12528.fb2
Теперь, сидя с ней рядом на кушетке, он почти жалел, что завалился сюда. Псевдовосточные шаровары вместе с такой же блузкой не столько скрывали, сколько обещающе подчеркивали полузабытые Курчевым прелести переводчицы. Сама она была мила, даже нежна, гладила лейтенанта по щеке и, нисколько не страшась последующего, прижималась грудью к его плечу.
- Мне к двум туда, - показал он свободной рукой на потолок, то ли извиняясь, то ли наперед оправдываясь за грядущую неудачу. После переводчицы женщин у него не было.
"Эх, не надо было сюда заявляться", - вздыхал про себя, а между тем, несмотря на разговор с майором Поликановым и на недобрую память о ночах с переводчицей, его не на шутку стало разбирать. Он впился в отдающие табаком и лимоном губы Клары Викторовны, и его руки уже сминали псевдовосточный шелк, высвобождая из-под него довольно крепкие и большие груди и бедра.
- Ну, ну, лучший друг, - неестественно хихикала женщина, то ли сопротивляясь, то ли раззадоривая лейтенанта.
Ему был неприятен ее резковатый визжащий голос, но он уже перешел ту черту, когда можно остановиться и отсесть на край кушетки.
"Полгода - не хрен собачий, - плыло в размякшем, вялом мозгу. Полгода... Чёрт... Сейчас опять сорвешься. Зачем я пришел? Надо бы скинуть сапоги. Все-таки я подонок... Так нельзя".

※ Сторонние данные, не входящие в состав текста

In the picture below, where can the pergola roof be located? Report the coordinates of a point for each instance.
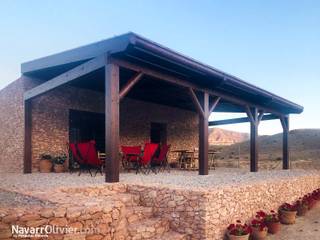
(138, 50)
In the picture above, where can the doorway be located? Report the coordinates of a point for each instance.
(158, 133)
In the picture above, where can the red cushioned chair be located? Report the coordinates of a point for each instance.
(86, 156)
(130, 156)
(144, 161)
(161, 161)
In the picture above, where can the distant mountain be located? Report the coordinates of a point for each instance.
(304, 144)
(218, 136)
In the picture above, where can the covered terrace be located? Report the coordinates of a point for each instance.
(130, 66)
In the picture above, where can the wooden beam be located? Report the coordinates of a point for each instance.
(66, 77)
(241, 120)
(250, 116)
(87, 52)
(27, 162)
(213, 105)
(204, 136)
(130, 84)
(112, 121)
(253, 116)
(285, 142)
(261, 114)
(181, 82)
(196, 102)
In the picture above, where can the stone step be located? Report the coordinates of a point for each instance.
(138, 213)
(148, 228)
(171, 235)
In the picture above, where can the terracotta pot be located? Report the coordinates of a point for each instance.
(273, 227)
(257, 234)
(312, 203)
(45, 166)
(233, 237)
(287, 217)
(302, 210)
(58, 168)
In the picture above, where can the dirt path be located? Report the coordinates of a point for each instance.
(307, 227)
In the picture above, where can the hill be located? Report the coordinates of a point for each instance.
(304, 144)
(218, 136)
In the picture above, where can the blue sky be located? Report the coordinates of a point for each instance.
(273, 44)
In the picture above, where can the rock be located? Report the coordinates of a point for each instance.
(29, 217)
(37, 223)
(60, 222)
(59, 212)
(73, 212)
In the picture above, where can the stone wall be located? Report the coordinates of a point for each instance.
(122, 209)
(88, 218)
(50, 121)
(12, 124)
(205, 213)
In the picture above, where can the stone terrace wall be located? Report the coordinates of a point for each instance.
(205, 214)
(105, 218)
(50, 121)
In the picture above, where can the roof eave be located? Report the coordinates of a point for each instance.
(87, 52)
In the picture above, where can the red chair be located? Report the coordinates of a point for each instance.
(161, 161)
(86, 156)
(130, 156)
(144, 161)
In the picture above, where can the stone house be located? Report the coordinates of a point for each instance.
(165, 97)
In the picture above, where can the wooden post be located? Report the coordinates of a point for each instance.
(112, 121)
(204, 111)
(27, 163)
(285, 143)
(204, 136)
(254, 124)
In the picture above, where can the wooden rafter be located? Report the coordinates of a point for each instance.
(214, 104)
(66, 77)
(130, 84)
(241, 120)
(261, 114)
(181, 82)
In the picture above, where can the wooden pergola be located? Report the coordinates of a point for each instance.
(132, 66)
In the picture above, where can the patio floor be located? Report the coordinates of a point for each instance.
(174, 179)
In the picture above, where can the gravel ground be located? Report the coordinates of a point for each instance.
(175, 179)
(306, 227)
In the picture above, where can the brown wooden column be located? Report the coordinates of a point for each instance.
(27, 162)
(285, 142)
(204, 136)
(112, 121)
(204, 109)
(255, 119)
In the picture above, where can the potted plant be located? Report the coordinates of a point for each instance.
(302, 206)
(45, 164)
(310, 198)
(259, 228)
(271, 220)
(238, 231)
(58, 163)
(287, 213)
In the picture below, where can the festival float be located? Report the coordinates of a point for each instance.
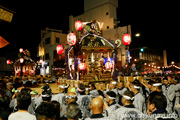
(24, 66)
(91, 56)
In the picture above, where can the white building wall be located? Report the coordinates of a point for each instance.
(103, 11)
(49, 48)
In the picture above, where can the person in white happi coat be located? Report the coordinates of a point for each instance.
(110, 99)
(157, 103)
(97, 109)
(93, 92)
(157, 86)
(128, 111)
(112, 87)
(121, 89)
(61, 97)
(139, 100)
(83, 101)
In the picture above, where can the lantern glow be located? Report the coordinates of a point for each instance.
(8, 62)
(71, 39)
(20, 50)
(82, 66)
(59, 49)
(78, 25)
(40, 61)
(126, 39)
(108, 65)
(21, 60)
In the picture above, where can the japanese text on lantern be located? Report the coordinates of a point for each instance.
(5, 15)
(71, 39)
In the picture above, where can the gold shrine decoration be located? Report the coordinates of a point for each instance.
(41, 51)
(5, 15)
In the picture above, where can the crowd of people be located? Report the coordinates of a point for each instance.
(149, 99)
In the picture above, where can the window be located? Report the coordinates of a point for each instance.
(57, 40)
(47, 41)
(46, 56)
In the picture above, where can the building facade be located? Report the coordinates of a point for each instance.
(105, 12)
(151, 57)
(50, 38)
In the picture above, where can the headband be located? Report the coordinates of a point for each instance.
(157, 84)
(61, 86)
(14, 90)
(80, 90)
(46, 95)
(137, 87)
(114, 82)
(112, 98)
(33, 92)
(87, 89)
(128, 98)
(8, 83)
(71, 97)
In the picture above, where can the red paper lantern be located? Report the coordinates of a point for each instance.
(40, 61)
(8, 62)
(71, 39)
(108, 65)
(72, 67)
(21, 60)
(78, 25)
(126, 39)
(82, 66)
(59, 49)
(20, 50)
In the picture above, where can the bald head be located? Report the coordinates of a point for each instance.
(71, 97)
(97, 105)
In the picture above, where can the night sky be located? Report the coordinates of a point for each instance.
(158, 23)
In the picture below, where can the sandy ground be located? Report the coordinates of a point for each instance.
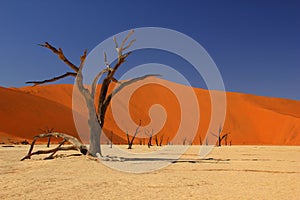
(231, 172)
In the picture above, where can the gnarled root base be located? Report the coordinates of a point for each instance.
(76, 145)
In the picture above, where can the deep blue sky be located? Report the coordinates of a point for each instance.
(255, 44)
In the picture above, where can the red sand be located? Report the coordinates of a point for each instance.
(250, 119)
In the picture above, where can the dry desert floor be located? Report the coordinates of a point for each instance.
(229, 172)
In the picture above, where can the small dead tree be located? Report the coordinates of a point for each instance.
(158, 141)
(47, 130)
(200, 140)
(111, 136)
(150, 137)
(220, 136)
(96, 113)
(168, 141)
(161, 139)
(130, 142)
(75, 145)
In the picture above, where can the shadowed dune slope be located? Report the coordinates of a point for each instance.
(250, 119)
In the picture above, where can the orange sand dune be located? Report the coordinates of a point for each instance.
(249, 120)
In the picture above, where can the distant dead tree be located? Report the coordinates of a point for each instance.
(200, 140)
(158, 141)
(150, 138)
(220, 137)
(96, 112)
(47, 130)
(130, 142)
(168, 138)
(111, 136)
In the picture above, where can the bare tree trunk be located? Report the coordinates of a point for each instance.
(111, 135)
(156, 140)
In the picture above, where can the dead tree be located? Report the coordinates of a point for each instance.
(200, 140)
(47, 130)
(220, 137)
(161, 139)
(168, 141)
(75, 145)
(96, 113)
(130, 142)
(111, 135)
(150, 138)
(158, 141)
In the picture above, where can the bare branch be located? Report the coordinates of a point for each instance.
(94, 84)
(126, 38)
(61, 55)
(52, 79)
(127, 83)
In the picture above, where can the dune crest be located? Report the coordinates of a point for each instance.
(250, 119)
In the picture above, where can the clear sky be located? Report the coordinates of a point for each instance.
(255, 44)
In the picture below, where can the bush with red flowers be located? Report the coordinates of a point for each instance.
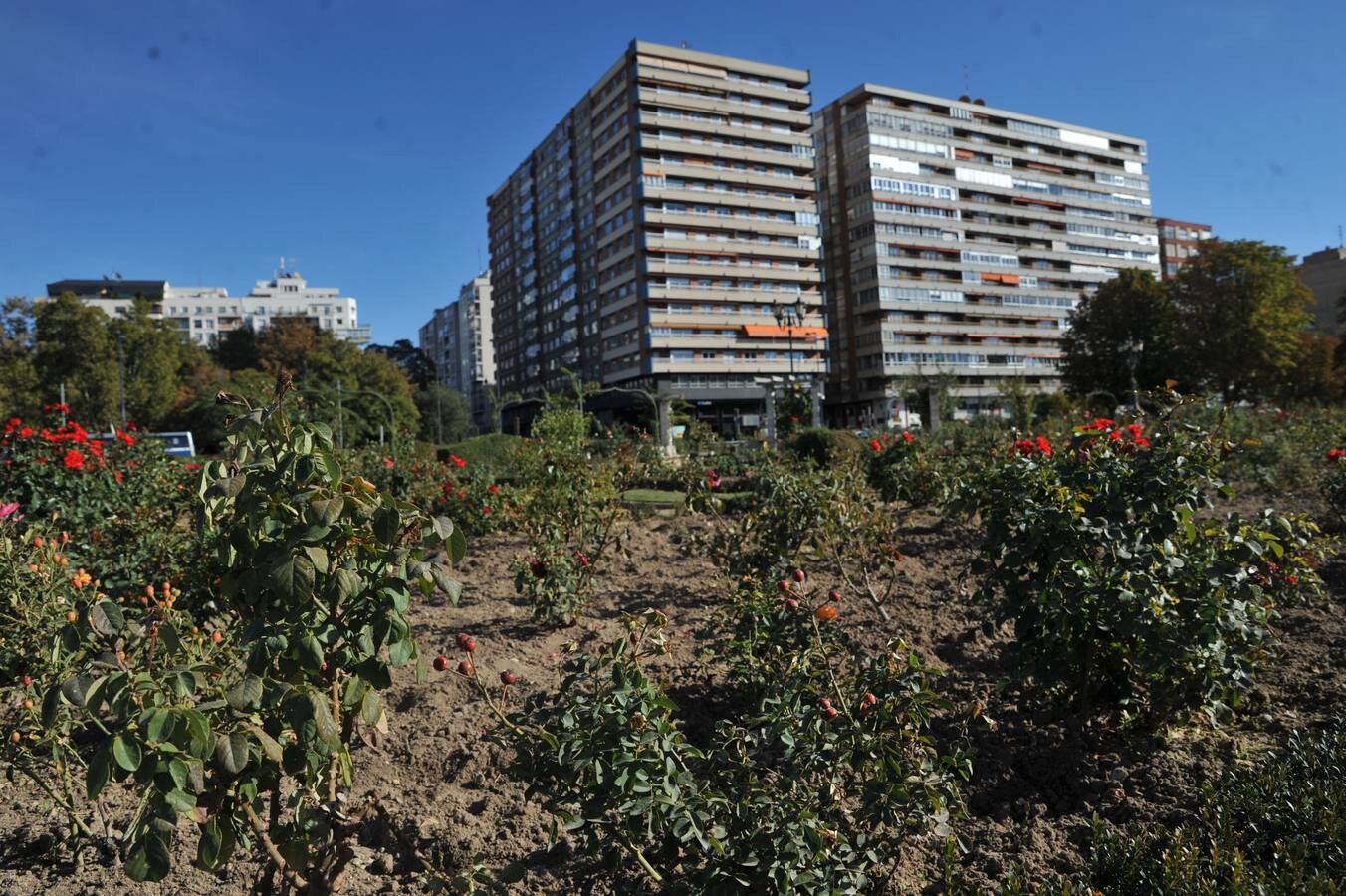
(570, 512)
(122, 501)
(473, 497)
(818, 784)
(909, 468)
(1123, 586)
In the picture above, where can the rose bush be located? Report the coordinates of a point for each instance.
(245, 732)
(1123, 586)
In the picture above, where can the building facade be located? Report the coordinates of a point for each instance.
(1325, 274)
(1180, 241)
(458, 341)
(959, 237)
(664, 236)
(203, 314)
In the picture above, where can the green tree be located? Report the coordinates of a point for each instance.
(19, 395)
(320, 362)
(1316, 375)
(1239, 310)
(1127, 321)
(152, 354)
(444, 416)
(75, 347)
(415, 363)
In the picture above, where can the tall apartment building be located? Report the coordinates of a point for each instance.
(289, 295)
(202, 314)
(1180, 241)
(1325, 274)
(656, 234)
(959, 237)
(458, 341)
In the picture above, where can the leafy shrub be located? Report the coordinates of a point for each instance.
(907, 468)
(809, 791)
(570, 512)
(255, 722)
(1119, 589)
(787, 505)
(821, 445)
(122, 501)
(475, 498)
(1334, 483)
(1273, 826)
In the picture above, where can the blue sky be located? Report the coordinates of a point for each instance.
(201, 140)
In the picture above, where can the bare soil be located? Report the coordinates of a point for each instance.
(1039, 776)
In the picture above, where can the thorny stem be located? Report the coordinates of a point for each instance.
(66, 807)
(826, 665)
(643, 862)
(278, 860)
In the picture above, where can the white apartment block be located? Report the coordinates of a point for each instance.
(202, 314)
(458, 341)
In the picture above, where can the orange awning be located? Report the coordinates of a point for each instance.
(768, 332)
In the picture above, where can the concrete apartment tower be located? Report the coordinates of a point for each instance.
(665, 237)
(458, 341)
(1325, 274)
(959, 237)
(1180, 241)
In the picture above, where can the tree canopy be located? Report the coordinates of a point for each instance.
(1127, 321)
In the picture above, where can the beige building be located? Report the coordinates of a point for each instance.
(665, 236)
(1325, 274)
(959, 237)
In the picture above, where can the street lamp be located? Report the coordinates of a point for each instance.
(1134, 348)
(121, 360)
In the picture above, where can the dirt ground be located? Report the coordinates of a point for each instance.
(1038, 777)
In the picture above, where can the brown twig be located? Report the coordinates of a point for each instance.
(278, 860)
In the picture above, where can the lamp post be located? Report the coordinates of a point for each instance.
(788, 317)
(1134, 347)
(121, 360)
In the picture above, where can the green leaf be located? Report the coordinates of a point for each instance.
(447, 584)
(180, 800)
(388, 523)
(179, 773)
(226, 487)
(148, 858)
(294, 577)
(77, 689)
(400, 653)
(168, 638)
(347, 582)
(107, 617)
(311, 651)
(326, 510)
(245, 693)
(270, 744)
(100, 770)
(318, 558)
(371, 707)
(233, 751)
(160, 726)
(217, 842)
(125, 750)
(457, 547)
(325, 726)
(50, 704)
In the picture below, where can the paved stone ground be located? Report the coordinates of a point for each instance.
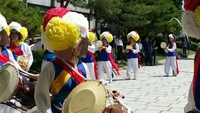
(154, 93)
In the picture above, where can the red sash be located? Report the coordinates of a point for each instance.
(115, 66)
(71, 72)
(177, 69)
(15, 49)
(95, 64)
(3, 58)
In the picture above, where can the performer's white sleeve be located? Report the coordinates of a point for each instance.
(36, 46)
(91, 48)
(27, 52)
(109, 49)
(137, 49)
(42, 96)
(12, 60)
(173, 48)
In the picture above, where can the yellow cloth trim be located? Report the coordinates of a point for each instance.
(61, 34)
(24, 33)
(18, 43)
(58, 83)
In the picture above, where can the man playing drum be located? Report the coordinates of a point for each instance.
(66, 34)
(6, 57)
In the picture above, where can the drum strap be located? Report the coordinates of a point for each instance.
(3, 58)
(95, 64)
(15, 49)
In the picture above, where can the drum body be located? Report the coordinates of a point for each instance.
(23, 62)
(17, 87)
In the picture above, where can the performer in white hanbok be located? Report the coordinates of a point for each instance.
(105, 59)
(90, 60)
(171, 56)
(132, 50)
(191, 26)
(66, 34)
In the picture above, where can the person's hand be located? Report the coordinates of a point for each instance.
(103, 47)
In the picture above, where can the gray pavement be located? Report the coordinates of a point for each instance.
(154, 93)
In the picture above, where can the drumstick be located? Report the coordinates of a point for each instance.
(122, 96)
(29, 75)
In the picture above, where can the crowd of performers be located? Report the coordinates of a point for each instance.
(69, 59)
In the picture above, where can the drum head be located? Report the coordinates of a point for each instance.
(88, 97)
(8, 81)
(163, 45)
(98, 43)
(23, 62)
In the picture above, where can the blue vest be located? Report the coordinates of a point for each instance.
(87, 59)
(131, 54)
(14, 54)
(58, 99)
(47, 55)
(103, 56)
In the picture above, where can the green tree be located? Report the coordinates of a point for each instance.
(104, 10)
(148, 17)
(31, 18)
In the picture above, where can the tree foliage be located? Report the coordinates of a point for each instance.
(14, 10)
(148, 17)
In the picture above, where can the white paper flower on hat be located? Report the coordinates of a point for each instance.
(107, 35)
(22, 30)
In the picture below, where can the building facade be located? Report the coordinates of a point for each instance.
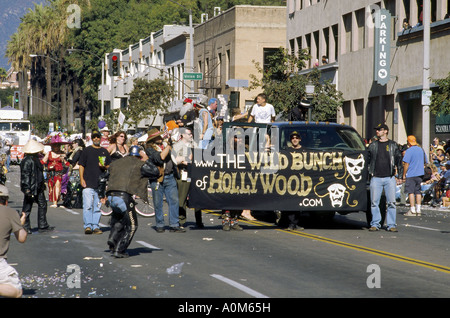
(227, 46)
(343, 34)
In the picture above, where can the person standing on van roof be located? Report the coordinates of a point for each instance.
(295, 147)
(383, 156)
(262, 111)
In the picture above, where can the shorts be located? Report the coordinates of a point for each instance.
(413, 185)
(9, 275)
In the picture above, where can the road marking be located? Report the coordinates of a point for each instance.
(150, 246)
(239, 286)
(422, 227)
(396, 257)
(71, 211)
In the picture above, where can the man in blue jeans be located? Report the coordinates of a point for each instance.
(94, 160)
(384, 157)
(159, 153)
(414, 169)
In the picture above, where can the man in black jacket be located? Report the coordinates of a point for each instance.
(126, 177)
(32, 184)
(385, 162)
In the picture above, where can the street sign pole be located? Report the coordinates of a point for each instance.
(426, 75)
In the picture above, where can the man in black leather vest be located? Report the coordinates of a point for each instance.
(126, 177)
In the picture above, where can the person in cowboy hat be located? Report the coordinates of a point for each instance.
(160, 155)
(32, 184)
(104, 141)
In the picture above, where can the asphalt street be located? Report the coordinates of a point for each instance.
(337, 259)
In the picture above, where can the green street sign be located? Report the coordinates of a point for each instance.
(193, 76)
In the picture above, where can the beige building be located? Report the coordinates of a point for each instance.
(227, 44)
(343, 31)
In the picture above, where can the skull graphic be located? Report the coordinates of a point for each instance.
(336, 192)
(355, 166)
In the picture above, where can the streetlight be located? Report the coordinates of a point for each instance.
(59, 84)
(191, 40)
(103, 74)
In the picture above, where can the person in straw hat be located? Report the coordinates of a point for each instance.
(32, 184)
(55, 161)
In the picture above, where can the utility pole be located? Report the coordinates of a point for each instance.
(426, 76)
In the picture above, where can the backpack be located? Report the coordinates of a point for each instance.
(427, 175)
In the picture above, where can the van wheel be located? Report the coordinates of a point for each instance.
(326, 216)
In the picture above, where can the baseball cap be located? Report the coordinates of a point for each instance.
(382, 126)
(4, 191)
(412, 140)
(96, 134)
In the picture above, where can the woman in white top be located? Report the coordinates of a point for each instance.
(262, 111)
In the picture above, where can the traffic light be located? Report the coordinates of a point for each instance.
(114, 64)
(16, 97)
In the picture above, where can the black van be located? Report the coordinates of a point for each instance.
(263, 173)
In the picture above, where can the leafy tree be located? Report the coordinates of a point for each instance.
(149, 98)
(285, 87)
(440, 100)
(41, 123)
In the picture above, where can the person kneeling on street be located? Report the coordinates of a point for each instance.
(125, 177)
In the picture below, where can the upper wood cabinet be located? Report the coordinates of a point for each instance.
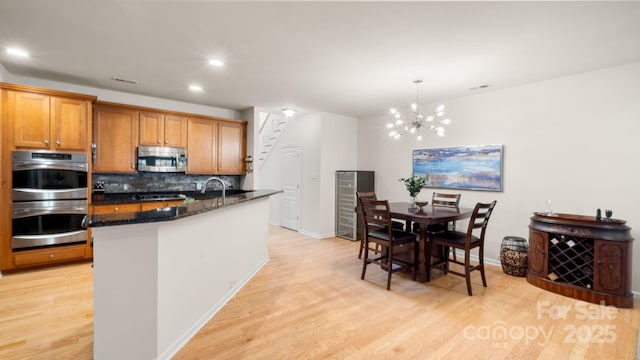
(115, 134)
(202, 146)
(157, 129)
(42, 121)
(216, 146)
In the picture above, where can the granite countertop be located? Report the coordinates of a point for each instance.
(202, 203)
(99, 198)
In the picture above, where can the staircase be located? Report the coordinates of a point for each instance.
(271, 127)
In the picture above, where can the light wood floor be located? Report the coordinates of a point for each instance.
(308, 302)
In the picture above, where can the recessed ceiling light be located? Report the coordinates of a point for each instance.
(288, 112)
(17, 52)
(479, 87)
(127, 81)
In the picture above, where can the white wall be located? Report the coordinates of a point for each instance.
(127, 98)
(572, 139)
(327, 143)
(339, 152)
(4, 74)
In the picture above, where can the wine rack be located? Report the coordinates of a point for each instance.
(571, 260)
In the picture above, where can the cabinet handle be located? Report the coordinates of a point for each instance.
(94, 152)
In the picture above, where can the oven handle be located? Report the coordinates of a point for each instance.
(35, 165)
(22, 213)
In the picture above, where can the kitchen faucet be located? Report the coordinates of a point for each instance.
(204, 186)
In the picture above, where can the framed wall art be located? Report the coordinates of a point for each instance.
(468, 168)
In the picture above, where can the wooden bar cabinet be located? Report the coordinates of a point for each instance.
(580, 257)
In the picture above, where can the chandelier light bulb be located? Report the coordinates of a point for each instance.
(288, 112)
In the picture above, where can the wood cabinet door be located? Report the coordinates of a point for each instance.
(231, 147)
(611, 267)
(115, 133)
(151, 128)
(202, 135)
(31, 115)
(538, 242)
(175, 131)
(70, 123)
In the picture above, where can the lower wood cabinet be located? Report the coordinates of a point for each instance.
(49, 255)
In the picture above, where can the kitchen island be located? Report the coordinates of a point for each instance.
(160, 275)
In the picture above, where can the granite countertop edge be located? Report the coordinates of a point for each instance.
(175, 212)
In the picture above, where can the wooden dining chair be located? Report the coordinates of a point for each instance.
(379, 231)
(446, 201)
(465, 241)
(370, 195)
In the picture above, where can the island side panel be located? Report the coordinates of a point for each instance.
(125, 291)
(203, 261)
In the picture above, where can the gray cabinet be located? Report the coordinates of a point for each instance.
(348, 225)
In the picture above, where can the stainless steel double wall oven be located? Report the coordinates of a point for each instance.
(49, 198)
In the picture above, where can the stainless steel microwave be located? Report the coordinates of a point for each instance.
(162, 159)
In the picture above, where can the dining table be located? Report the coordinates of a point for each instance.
(424, 216)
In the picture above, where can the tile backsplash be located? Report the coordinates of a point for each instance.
(145, 182)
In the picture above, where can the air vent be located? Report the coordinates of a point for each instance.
(483, 86)
(124, 80)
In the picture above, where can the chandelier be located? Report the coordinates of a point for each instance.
(415, 123)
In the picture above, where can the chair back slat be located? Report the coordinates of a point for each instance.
(445, 200)
(369, 195)
(480, 217)
(376, 213)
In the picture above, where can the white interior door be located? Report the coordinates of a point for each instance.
(290, 187)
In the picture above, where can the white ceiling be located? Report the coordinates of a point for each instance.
(351, 58)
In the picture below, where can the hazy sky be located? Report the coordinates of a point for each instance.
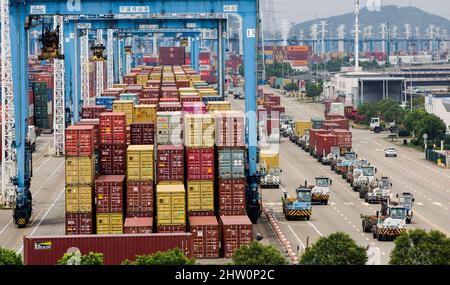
(301, 10)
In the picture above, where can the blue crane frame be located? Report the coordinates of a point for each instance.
(21, 9)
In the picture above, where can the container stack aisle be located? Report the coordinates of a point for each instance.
(80, 175)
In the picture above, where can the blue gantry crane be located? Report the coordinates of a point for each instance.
(72, 17)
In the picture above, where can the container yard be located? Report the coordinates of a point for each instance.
(221, 133)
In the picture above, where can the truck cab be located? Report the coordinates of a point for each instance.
(320, 193)
(381, 193)
(298, 206)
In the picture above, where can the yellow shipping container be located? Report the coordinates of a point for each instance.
(79, 198)
(127, 107)
(109, 223)
(300, 127)
(171, 204)
(218, 106)
(80, 170)
(140, 162)
(200, 196)
(269, 159)
(199, 130)
(144, 114)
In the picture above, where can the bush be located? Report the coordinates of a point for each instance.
(171, 257)
(76, 258)
(257, 254)
(9, 257)
(335, 249)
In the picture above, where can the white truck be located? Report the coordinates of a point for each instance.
(381, 193)
(320, 193)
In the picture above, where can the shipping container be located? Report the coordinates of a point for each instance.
(79, 224)
(236, 232)
(140, 162)
(230, 128)
(109, 193)
(144, 114)
(79, 198)
(170, 163)
(113, 159)
(126, 107)
(80, 170)
(200, 196)
(232, 200)
(136, 225)
(142, 133)
(231, 163)
(171, 204)
(199, 130)
(200, 163)
(139, 199)
(205, 236)
(109, 223)
(112, 128)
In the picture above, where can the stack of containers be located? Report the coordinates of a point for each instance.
(80, 171)
(170, 191)
(139, 195)
(109, 203)
(199, 143)
(230, 143)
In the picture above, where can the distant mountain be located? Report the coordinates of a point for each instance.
(396, 16)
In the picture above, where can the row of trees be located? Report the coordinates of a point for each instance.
(416, 247)
(417, 121)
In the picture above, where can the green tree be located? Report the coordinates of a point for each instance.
(257, 254)
(431, 125)
(336, 249)
(9, 257)
(417, 247)
(412, 118)
(171, 257)
(291, 87)
(92, 258)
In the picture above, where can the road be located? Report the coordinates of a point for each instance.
(409, 172)
(47, 187)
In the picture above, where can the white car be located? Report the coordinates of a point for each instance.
(390, 151)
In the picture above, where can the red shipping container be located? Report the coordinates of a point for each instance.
(344, 138)
(194, 108)
(236, 231)
(92, 112)
(109, 193)
(312, 136)
(170, 163)
(79, 224)
(140, 199)
(138, 226)
(113, 128)
(115, 248)
(205, 236)
(200, 163)
(113, 159)
(324, 142)
(230, 129)
(80, 140)
(232, 196)
(142, 133)
(96, 124)
(169, 106)
(171, 229)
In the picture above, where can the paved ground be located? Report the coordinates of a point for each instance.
(47, 188)
(409, 172)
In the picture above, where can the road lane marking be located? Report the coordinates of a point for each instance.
(296, 237)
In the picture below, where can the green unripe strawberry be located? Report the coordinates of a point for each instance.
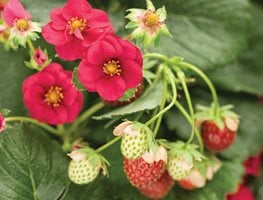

Было как-то не по себе оттого, что голова, хоть и вяло, но работала как-то отдельно от тела. Голова думала о своем, меж тем как тело все переместилось в низ живота и ждало полного и быстрого исхода.
"По-собачьи. Ну и подонок ты, - ползло в голове. - Подонок... Инге звонил... Влюбленный. Подонок. Надо бы раздеться. В два - к майору Поликанову".
- Ну, ну, лучший друг, - задыхалась переводчица. - Ну, опять торопишься, - уже не хихикала, а жестким недобрым шепотом дула лейтенанту в ухо.
Навалясь на нее всем своим пятипудовым весом, лейтенант закрыл глаза, чтобы не видеть это сероватое в черных точечках, такое богатое и такое нелюбимое, но сейчас позарез нужное ему тело переводчицы.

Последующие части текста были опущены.